An alternative that I should mention, because someone will no-doubt mention it anyway is:
#export emit: funct ["Emit HTML...
But, I don't like that as much because issues are not words, they are strings and each one eats memory, where as a word, it wouldn't require any extra memory. (But we need to finish that discussion soon... before alpha is over!)
This export method isn't a change we're going to be making this week, but we need to get your comments, because it will happen sooner or later!
Once you start writing more modules... you'll know what I mean.
I'd rather completely forego of the export concept and add /only to import instead.
its much safer and the binding is done on the caller's pov, not the callee's pov.
I know what I need, not the module.
export become expose, such that the module only dictates what CAN be imported, not what it imports.
slim works like this and its much cleaner, cause the applications have complete control over word usage... not the modules.
plus, when you look at an application, you immediately see what func comes from what lib. slim has a dialect for importing words which even allows you to rename and/or prefix them on the fly. so that you have have two modules exposing all of the same words, being used without collision in the application.
this is based on 7 years of continual usage.
I've actually looked at adding /expose and /only support within modules... but with all the rest, haven't had the time to do it yet.

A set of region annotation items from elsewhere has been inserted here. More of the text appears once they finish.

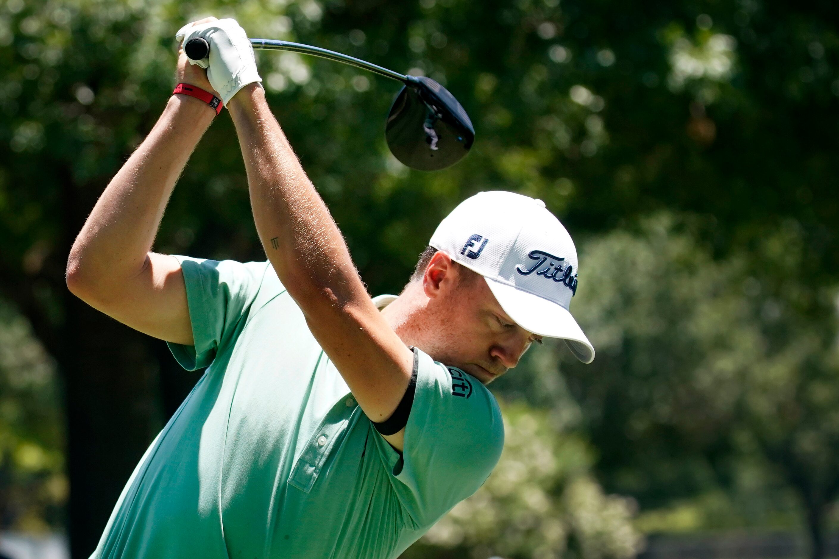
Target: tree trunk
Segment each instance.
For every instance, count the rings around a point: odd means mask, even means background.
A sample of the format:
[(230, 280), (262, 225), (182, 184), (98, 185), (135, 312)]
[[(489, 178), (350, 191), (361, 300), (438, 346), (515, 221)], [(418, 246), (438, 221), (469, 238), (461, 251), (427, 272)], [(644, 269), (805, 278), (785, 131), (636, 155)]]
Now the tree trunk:
[(148, 337), (67, 293), (63, 373), (71, 556), (96, 546), (119, 494), (159, 428)]
[(810, 535), (810, 559), (826, 556), (825, 542), (825, 509), (821, 504), (807, 504), (807, 531)]

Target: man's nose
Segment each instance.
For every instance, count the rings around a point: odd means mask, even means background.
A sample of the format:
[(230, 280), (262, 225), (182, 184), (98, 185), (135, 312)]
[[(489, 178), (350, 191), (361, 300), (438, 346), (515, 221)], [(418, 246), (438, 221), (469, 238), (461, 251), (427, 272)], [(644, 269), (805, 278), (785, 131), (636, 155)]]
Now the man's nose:
[(490, 347), (489, 354), (496, 358), (507, 368), (513, 368), (519, 364), (519, 359), (524, 353), (521, 344), (507, 342), (497, 344)]

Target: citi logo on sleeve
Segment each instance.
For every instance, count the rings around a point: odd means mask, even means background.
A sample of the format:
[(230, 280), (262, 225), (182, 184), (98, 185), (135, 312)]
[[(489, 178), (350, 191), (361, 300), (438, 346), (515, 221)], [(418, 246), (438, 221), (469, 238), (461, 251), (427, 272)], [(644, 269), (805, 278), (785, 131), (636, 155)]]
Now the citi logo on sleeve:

Max - is it really always true? If I am a module author, I know what you need. So I don't want you let explicitly use variables/funcs you might think you need. But I have something like compressed modules in mind, where you want to hide stuff from the eyes of programmer (think commercial modules).
Well, but then anyway - exported code is being a mezzanine. We would have to have something like Rugby's stubs for funcs, in order to protect module content from visibility ...

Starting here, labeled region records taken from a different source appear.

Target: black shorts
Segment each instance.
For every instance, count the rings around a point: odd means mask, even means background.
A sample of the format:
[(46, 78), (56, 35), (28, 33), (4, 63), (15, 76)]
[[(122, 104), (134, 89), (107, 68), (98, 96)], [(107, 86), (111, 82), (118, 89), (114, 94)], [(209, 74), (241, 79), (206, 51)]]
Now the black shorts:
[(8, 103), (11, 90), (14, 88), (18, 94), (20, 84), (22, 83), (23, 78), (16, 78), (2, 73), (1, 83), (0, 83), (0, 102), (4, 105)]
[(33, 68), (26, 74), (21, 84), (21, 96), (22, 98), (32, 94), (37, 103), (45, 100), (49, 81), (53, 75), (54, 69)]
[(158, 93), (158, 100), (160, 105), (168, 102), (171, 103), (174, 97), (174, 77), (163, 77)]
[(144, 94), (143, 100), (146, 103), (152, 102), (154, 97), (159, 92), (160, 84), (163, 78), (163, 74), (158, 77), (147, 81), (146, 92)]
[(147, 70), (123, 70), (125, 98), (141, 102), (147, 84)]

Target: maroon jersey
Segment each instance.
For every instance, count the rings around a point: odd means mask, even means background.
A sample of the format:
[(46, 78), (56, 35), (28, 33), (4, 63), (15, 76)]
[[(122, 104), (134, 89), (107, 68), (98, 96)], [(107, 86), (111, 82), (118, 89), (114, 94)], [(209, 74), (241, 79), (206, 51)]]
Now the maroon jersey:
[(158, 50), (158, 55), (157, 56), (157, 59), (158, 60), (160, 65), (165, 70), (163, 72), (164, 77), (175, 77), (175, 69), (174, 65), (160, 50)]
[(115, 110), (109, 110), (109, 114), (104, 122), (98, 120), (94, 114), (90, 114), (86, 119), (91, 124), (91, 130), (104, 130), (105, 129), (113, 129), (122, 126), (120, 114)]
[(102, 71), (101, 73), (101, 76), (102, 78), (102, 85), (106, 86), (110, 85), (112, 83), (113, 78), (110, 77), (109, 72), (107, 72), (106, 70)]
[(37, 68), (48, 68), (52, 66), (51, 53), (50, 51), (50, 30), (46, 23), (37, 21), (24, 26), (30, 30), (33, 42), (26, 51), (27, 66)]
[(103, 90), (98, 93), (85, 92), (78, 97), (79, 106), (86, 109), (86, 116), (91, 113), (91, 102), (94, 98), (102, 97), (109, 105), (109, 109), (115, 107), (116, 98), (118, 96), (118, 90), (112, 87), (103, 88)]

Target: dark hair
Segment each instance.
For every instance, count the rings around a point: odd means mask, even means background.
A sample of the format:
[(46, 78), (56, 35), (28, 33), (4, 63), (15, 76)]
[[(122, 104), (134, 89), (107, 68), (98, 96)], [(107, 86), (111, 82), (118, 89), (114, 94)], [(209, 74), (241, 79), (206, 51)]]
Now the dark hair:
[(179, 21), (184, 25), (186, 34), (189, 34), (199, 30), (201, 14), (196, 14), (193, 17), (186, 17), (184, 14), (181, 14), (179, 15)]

Erlang has a list of exported functions from module/file at the top too. The positive side of this at usage time is that you only need to look at the top of module and see a nice list of what it offers to you. You don't have to scroll down the source code seeking for exported words.
Other reason I like this is that export in front of funcname: makes it look different like other rebol code (at least so far). It makes export look like a keyword. Although I suppose it can be just function that takes the set-word and value, binds them and does whatever is needed for exporting.

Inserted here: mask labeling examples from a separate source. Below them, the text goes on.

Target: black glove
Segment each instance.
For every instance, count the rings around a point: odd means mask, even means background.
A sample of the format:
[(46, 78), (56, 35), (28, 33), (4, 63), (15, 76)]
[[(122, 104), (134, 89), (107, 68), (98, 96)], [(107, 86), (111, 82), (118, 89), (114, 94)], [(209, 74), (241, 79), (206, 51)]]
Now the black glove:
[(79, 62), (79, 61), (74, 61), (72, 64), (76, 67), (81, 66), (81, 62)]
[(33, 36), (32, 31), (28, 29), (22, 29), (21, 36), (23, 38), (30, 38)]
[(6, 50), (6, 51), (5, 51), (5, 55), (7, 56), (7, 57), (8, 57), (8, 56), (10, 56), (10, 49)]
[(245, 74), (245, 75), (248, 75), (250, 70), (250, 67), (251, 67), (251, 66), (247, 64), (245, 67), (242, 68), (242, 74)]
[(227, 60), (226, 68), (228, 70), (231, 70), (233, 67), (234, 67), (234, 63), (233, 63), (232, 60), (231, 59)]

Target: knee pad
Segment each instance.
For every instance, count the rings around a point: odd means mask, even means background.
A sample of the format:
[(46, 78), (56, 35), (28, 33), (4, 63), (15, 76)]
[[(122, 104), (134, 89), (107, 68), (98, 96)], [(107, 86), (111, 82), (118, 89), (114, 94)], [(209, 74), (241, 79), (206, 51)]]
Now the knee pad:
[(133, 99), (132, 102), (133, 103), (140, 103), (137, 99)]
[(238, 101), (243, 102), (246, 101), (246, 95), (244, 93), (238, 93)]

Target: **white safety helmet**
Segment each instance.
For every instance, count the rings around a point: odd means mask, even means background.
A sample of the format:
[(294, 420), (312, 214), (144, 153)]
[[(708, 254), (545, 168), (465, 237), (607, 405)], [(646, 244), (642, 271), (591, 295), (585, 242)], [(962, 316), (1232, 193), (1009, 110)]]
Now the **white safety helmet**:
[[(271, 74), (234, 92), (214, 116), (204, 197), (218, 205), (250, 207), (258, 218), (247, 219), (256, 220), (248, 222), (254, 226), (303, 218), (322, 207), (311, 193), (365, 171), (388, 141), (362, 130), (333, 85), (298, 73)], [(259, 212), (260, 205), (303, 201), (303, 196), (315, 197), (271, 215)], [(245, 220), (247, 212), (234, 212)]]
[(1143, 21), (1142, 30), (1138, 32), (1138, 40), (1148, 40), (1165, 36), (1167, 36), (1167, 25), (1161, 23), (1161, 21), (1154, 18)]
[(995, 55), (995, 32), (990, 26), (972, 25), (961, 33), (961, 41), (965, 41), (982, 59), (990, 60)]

I think that what Maxim says, that you could import selectively would be a very good feature which doesn't contradict having an export too.
For Carl's proposed method - does your example mean, that it constructs 'Exports header field during load time dynamically?
I think that for reflectivity, we still might need the list of exported stuff.
We could as well use kind of dialects, e.g. ALL, NOT (e.g. Apache uses Allow, Deny) combined with wildcards - emit* ... just an idea ...
Addition to my previous posts: I hope that modules in R3 just don't mean a bit better wrapped contexts we used in R2. I expect things like module compression, checksum in header, ability to protects its internals (no path or other reflective access), etc. in the future. I know we can't get everything with first release, but I hope such stuff is going to be possible.
Will there be any solution that will enable us use short-and-sweet words in modules without the fear of overwriting each others modules words?|
I wrote here a proposition that I was thinking about from a long time back. Would something like this be possible with new modules?
just an idea
Pekr, yes, collecting the exports list at load/import time is the only way this could work. When importing either into the system or as mixins, we need to have a simple list of exports. Reparsing is not an option - it's too slow. Plus, that list serves as documentation at runtime.
Encrypted modules would be better than compressed modules for commercial use, and Rebin as well if we can manage it. Explicit exports should be generated by the compression process so that you won't have stealth exports. Compressed, encrypted or rebin modules/scripts shouldn't process export clauses at runtime because of this.
- Module compression: On the todo list.
- Checksum in header: I'll look into it, but it is really unlikely that this would help since the point of the checksums is for them to be provided independently so they can serve as independent verification of the module. The checksum of a loaded module is available at runtime.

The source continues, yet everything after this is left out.